Comment by progx

2 months ago

In AI century, how you would detect a real person or an AI?

9 comments

progx

This thing, despite using "captcha" in its name, is not your typical captcha like hCaptcha or Google's one, because it uses a proof-of-work mechanism instead of writing answers in textboxes/clicking on images/other means of verification requiring user input.

AI bots can't solve proof-of-work challenges because browsers they use for scraping don't support features needed to solve them. This is highlighted by existence of other proof-of-work solutions designed to specifically filter out AI bots, like go-away[1] or Anubis[2].

And yes, they work - once GNOME deployed one of these proof-of-work challenges on their gitlab instance, traffic on it fell by 97%[3].

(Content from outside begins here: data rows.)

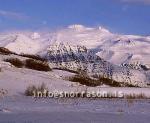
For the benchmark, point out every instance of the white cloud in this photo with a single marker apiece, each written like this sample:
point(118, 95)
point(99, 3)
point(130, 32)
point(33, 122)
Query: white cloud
point(13, 15)
point(135, 1)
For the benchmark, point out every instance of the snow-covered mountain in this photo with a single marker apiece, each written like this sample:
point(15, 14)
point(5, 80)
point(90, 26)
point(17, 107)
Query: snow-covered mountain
point(123, 58)
point(115, 48)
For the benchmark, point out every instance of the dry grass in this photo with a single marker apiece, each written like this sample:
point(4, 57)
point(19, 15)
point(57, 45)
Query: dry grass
point(15, 61)
point(35, 57)
point(35, 89)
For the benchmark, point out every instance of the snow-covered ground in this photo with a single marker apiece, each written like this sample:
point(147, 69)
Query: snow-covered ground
point(29, 110)
point(116, 49)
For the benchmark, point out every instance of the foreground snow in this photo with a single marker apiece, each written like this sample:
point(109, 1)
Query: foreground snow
point(23, 109)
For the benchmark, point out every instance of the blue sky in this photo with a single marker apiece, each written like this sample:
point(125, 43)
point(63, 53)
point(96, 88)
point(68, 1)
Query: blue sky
point(121, 16)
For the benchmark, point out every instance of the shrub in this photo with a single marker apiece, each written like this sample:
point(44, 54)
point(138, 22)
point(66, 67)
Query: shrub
point(84, 80)
point(35, 89)
point(15, 61)
point(35, 57)
point(37, 65)
point(5, 51)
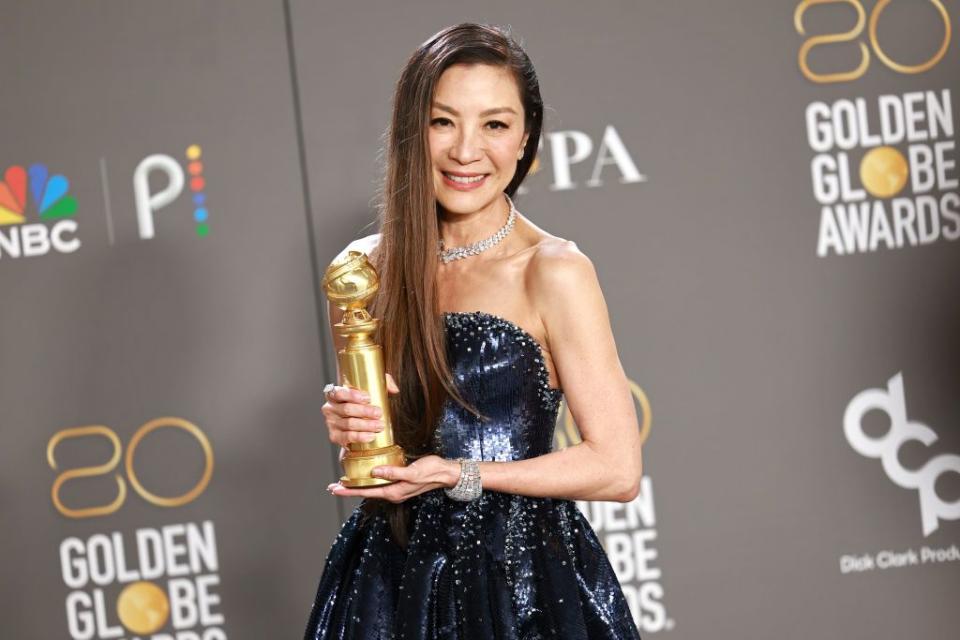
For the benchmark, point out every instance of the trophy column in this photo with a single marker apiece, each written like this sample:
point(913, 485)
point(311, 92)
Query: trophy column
point(350, 283)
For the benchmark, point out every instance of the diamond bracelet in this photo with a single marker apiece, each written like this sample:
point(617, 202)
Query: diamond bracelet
point(468, 486)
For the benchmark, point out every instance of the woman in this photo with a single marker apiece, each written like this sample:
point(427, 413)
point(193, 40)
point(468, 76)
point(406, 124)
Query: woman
point(478, 537)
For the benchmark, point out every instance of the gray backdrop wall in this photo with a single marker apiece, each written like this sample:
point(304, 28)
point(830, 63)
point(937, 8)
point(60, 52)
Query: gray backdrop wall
point(767, 189)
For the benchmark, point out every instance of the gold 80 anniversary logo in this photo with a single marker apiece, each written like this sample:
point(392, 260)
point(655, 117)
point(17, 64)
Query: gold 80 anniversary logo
point(884, 169)
point(100, 431)
point(162, 580)
point(856, 34)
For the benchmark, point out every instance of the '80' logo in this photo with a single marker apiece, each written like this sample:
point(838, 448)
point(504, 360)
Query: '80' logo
point(855, 33)
point(100, 431)
point(892, 402)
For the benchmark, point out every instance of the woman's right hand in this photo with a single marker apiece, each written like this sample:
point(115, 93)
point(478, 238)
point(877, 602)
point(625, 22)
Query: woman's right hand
point(350, 416)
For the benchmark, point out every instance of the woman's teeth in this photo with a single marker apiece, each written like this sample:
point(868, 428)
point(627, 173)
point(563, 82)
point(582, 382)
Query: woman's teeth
point(465, 179)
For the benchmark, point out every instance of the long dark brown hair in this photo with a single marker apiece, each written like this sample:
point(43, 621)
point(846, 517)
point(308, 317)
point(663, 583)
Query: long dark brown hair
point(406, 257)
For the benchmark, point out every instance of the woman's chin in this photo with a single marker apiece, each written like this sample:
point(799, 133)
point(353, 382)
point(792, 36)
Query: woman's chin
point(465, 202)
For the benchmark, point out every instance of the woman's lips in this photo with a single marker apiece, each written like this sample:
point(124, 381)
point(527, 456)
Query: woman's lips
point(464, 183)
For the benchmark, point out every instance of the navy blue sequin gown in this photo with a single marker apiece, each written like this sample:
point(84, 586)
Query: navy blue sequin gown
point(503, 566)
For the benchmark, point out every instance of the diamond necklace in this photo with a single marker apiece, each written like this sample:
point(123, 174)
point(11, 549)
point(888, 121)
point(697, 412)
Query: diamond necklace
point(457, 253)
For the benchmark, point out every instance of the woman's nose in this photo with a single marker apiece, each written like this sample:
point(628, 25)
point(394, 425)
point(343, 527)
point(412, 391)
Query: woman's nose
point(467, 147)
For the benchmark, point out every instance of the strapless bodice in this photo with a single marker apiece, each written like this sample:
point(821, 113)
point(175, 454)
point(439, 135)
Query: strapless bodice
point(499, 368)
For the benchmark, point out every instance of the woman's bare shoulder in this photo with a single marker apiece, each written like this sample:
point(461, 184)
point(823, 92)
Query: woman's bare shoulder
point(559, 269)
point(558, 257)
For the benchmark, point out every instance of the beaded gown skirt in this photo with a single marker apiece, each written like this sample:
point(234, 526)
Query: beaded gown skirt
point(502, 566)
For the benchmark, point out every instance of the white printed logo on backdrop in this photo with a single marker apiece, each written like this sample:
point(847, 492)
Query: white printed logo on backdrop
point(886, 448)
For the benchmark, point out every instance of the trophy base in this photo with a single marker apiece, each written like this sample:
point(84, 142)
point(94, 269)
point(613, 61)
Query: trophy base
point(359, 464)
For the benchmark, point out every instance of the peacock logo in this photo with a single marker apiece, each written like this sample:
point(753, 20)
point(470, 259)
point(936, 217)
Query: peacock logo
point(53, 205)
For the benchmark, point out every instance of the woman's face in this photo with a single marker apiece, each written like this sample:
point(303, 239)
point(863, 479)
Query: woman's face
point(476, 135)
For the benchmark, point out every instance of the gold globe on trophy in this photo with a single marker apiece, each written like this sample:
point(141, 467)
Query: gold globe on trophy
point(350, 282)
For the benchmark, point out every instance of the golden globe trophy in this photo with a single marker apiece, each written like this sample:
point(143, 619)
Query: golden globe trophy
point(350, 282)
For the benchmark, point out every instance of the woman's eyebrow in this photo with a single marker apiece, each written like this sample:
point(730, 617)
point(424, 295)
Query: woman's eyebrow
point(483, 114)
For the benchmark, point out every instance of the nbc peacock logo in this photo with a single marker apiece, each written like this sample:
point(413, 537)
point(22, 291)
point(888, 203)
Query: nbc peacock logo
point(51, 203)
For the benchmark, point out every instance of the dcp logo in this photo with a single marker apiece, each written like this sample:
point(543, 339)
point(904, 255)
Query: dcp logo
point(892, 402)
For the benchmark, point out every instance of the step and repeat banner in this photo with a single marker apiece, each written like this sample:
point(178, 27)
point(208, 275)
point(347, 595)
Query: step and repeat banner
point(769, 193)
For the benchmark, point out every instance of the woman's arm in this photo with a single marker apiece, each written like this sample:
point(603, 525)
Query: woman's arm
point(607, 464)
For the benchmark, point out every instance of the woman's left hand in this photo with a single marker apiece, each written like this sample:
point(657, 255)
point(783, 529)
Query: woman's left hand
point(423, 474)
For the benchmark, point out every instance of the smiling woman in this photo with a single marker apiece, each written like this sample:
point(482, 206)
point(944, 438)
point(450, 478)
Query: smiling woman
point(478, 536)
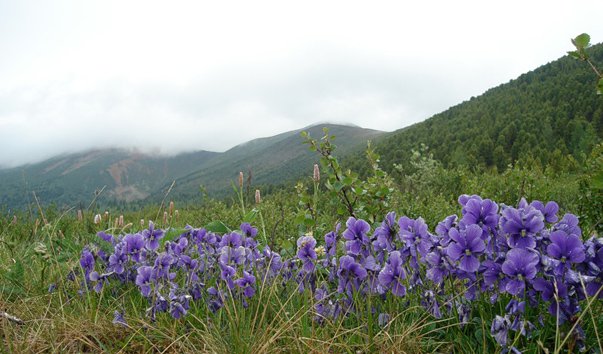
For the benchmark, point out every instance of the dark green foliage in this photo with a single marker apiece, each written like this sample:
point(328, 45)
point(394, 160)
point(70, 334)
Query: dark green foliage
point(545, 113)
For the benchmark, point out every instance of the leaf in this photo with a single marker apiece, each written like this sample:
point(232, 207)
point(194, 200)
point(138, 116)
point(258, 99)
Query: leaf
point(250, 216)
point(582, 41)
point(574, 54)
point(597, 181)
point(217, 227)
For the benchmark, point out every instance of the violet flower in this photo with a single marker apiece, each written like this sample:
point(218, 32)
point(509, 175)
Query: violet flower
point(306, 252)
point(87, 261)
point(393, 274)
point(521, 226)
point(385, 233)
point(152, 236)
point(519, 266)
point(414, 233)
point(466, 246)
point(246, 282)
point(549, 211)
point(134, 246)
point(144, 279)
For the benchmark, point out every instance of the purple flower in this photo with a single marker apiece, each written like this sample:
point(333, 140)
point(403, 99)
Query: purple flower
point(246, 283)
point(480, 212)
point(248, 230)
point(152, 236)
point(466, 246)
point(519, 266)
point(549, 210)
point(331, 242)
point(386, 232)
point(350, 274)
point(306, 252)
point(383, 319)
point(392, 275)
point(493, 273)
point(226, 274)
point(118, 319)
point(414, 234)
point(444, 228)
point(144, 278)
point(569, 224)
point(438, 266)
point(118, 258)
point(356, 235)
point(521, 226)
point(134, 246)
point(162, 266)
point(87, 261)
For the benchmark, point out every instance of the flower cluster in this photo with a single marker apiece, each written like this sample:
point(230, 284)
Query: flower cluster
point(523, 256)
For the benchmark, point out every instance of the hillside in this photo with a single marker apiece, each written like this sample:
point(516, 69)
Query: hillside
point(135, 177)
point(546, 113)
point(73, 179)
point(274, 160)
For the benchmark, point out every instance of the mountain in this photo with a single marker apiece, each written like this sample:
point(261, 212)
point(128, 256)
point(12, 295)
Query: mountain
point(131, 176)
point(547, 113)
point(275, 160)
point(73, 179)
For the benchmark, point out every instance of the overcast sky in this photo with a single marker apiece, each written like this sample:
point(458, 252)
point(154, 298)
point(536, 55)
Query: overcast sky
point(175, 76)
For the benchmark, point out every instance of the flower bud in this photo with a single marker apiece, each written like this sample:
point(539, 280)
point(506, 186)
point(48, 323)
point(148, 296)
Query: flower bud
point(258, 197)
point(316, 175)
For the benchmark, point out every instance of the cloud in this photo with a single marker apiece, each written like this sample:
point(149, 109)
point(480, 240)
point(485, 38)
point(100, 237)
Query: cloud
point(192, 75)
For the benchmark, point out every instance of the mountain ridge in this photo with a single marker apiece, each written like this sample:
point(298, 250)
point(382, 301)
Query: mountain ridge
point(131, 176)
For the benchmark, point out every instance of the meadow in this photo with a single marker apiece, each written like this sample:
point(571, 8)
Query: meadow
point(423, 260)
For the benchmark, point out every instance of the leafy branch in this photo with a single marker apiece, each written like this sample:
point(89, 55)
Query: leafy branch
point(582, 42)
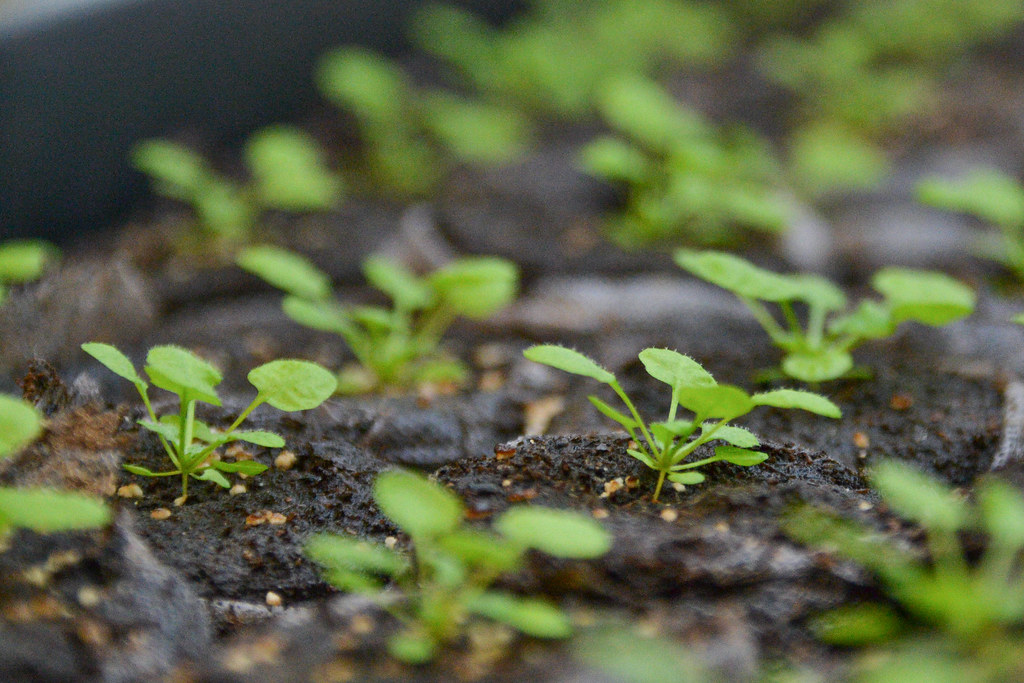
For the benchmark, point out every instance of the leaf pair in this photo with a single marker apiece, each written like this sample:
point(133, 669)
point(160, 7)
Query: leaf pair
point(396, 346)
point(454, 563)
point(818, 349)
point(288, 385)
point(665, 445)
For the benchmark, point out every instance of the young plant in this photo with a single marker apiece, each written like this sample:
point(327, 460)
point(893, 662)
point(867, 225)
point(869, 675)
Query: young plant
point(287, 173)
point(412, 137)
point(994, 198)
point(396, 346)
point(190, 443)
point(665, 445)
point(685, 180)
point(449, 577)
point(819, 349)
point(41, 510)
point(960, 619)
point(23, 261)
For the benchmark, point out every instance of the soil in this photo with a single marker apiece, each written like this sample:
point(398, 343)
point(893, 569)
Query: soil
point(217, 589)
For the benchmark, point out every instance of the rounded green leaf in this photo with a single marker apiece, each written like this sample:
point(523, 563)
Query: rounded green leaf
point(180, 371)
point(675, 369)
point(719, 401)
point(48, 510)
point(293, 385)
point(827, 365)
point(568, 360)
point(558, 532)
point(795, 398)
point(419, 506)
point(925, 296)
point(20, 424)
point(286, 270)
point(738, 275)
point(530, 615)
point(476, 287)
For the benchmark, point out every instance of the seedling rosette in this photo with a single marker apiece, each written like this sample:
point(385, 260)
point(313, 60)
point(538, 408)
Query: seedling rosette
point(665, 445)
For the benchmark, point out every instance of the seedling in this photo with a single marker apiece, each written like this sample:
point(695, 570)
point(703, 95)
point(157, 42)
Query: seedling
point(41, 510)
point(994, 198)
point(664, 446)
point(287, 172)
point(412, 137)
point(449, 577)
point(397, 346)
point(958, 619)
point(685, 180)
point(190, 443)
point(23, 261)
point(819, 349)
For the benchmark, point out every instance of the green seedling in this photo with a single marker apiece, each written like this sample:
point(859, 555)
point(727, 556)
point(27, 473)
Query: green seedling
point(664, 446)
point(960, 619)
point(552, 58)
point(190, 443)
point(449, 575)
point(412, 137)
point(685, 180)
point(41, 510)
point(396, 346)
point(994, 198)
point(819, 349)
point(23, 261)
point(287, 173)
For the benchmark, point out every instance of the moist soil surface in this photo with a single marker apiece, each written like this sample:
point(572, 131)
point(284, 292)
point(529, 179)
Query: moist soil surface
point(217, 589)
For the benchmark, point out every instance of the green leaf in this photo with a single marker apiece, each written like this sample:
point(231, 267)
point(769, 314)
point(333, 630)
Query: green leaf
point(925, 296)
point(286, 270)
point(25, 260)
point(558, 532)
point(420, 507)
point(247, 467)
point(20, 424)
point(530, 615)
point(919, 497)
point(737, 436)
point(293, 385)
point(826, 365)
point(179, 371)
point(738, 275)
point(675, 369)
point(795, 398)
point(47, 510)
point(719, 401)
point(741, 457)
point(338, 552)
point(268, 439)
point(476, 287)
point(626, 421)
point(114, 360)
point(211, 474)
point(568, 360)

[1] - https://git.gammaspectra.live/git/go-away

[2] - https://github.com/TecharoHQ/anubis

[3] - https://thelibre.news/foss-infrastructure-is-under-attack-by...: "According to Bart Piotrowski, in around two hours and a half they received 81k total requests, and out of those only 3% passed Anubi's proof of work, hinting at 97% of the traffic being bots."

diggan 2 months ago

> AI bots can't solve proof-of-work challenges because browsers they use for scraping don't support features needed to solve them. This is highlighted by existence of other proof-of-work solutions designed to specifically filter out AI bots, like go-away[1] or Anubis[2].
Huh, they definitely can?
go-away and Anubis reduces the load on your servers as bot operators cannot just scrape N pages per second without any drawbacks. Instead it gets really expensive to make 1000s of requests, as they're all really slow.
But for a user who uses their own AI agent, that browses the web, things like anubis and go-away aren't meant to (nor does it) stop them from accessing the websites at all, it'll just be a tiny bit slower.
Those tools are meant to stop site-wide scraping, not individual automatic user-agents.
graemep 2 months ago
> AI bots can't solve proof-of-work challenges because browsers they use for scraping don't support features needed to solve them.
At least sometimes. I do not know about AI scraping but there are plenty of scraping solutions that do run JS.
It also puts of some genuine users like me who prefer to keep JS off.
The 97% is only accurate if you assume a zero false positive rate.
- ArinaS 2 months ago
  
  > "It also puts of some genuine users like me who prefer to keep JS off."
  Non-javascript challenges are also available[1].
  > "The 97% is only accurate if you assume a zero false positive rate."
  GNOME's gitlab instance is not something people visit daily like Wikipedia, so it's a negligible amount of false positives.
  [1] - https://git.gammaspectra.live/git/go-away/wiki/Challenges#no...
  
  1 reply →

dvh 2 months ago

Certainly! Distinguishing between a real person and an AI in the AI century can be tricky, but some key signs include emotional depth, unpredictable creativity, personal experiences, and complex human intuition. AI, on the other hand, tends to rely on data patterns, structured reasoning, and lacks genuine lived experiences.

igorbark 2 months ago

i enjoy that i cannot tell whether this is written by an AI, or by a human pretending to be an AI. my guess is human pretender!

Jleagle 2 months ago

AI's scrape data from web pages just like anything else does. I don't think their existence makes a difference.

immibis 2 months ago

AIs don't. AI companies do.
Well, maybe. As far as I can see, the overt ones are using pretty reasonable rate limits, even though they're scraping in useless ways (every combination of git hash and file path on gitea). Rather, it seems like he anonymous ones are the problem - and since they're anonymous, we have zero reason to believe they're AI companies. Some of them are running on Huawei Cloud. I doubt OpenAI is using Huawei Cloud.